Question

An urn has n white and m black balls. Balls are randomly withdrawn, without replacement, until a total of $k,k\dots n$white balls have been withdrawn. The random variable $X$equal to the total number of balls that are withdrawn is said to be a negative hypergeometric random variable.

(a) Explain how such a random variable differs from a negative binomial random variable.

(b) Find $P\{X=r\}$.

Hint for (b): In order for $X=r$ to happen, what must be the results of the first$r-1$ withdrawals?

Short answer

$\left(a\right)$Trials are not independent.

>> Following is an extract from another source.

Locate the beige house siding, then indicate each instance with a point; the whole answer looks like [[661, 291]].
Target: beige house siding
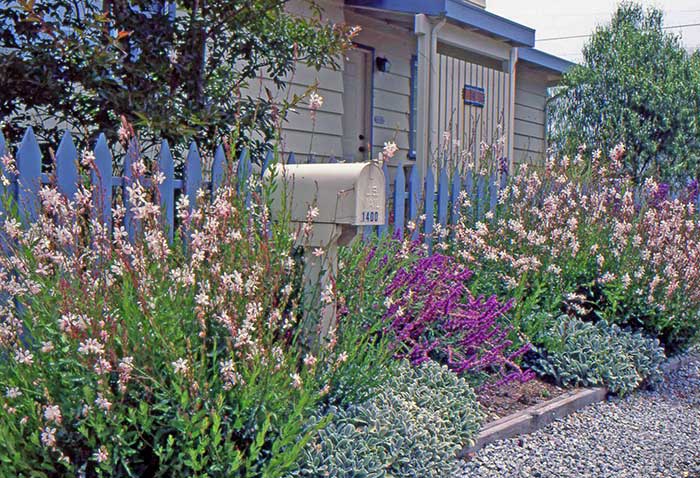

$\text{(b)}P(X=r)=\frac{\left(\begin{array}{c}n\\ k-1\end{array}\right)\left(\begin{array}{c}m\\ r-k\end{array}\right)}{\left(\begin{array}{c}n+m\\ r-1\end{array}\right)}·\frac{n-k+1}{n+m-r+1}$

Step-by-step solution

Given Information (Part a)

Given:

An urn contains $n$white balls and $m$black balls

Balls are removed without replacement until $k$white balls are drawn$(k\le n)$

$X=$Total number of balls withdrawn

$X$has a negative hypergeometric allocation.

Calculation (Part a)

$\left(a\right)$Formula Negative binomial distribution:

$P(X=x)=\left(\begin{array}{l}x-1\\ r-1\end{array}\right)p^r(1-p{)}^{x-r}$

The negative binomial allocation is the probability distribution of a variable that counts the number of losses required to get the $r$the success (with independent trials and constant probability of success).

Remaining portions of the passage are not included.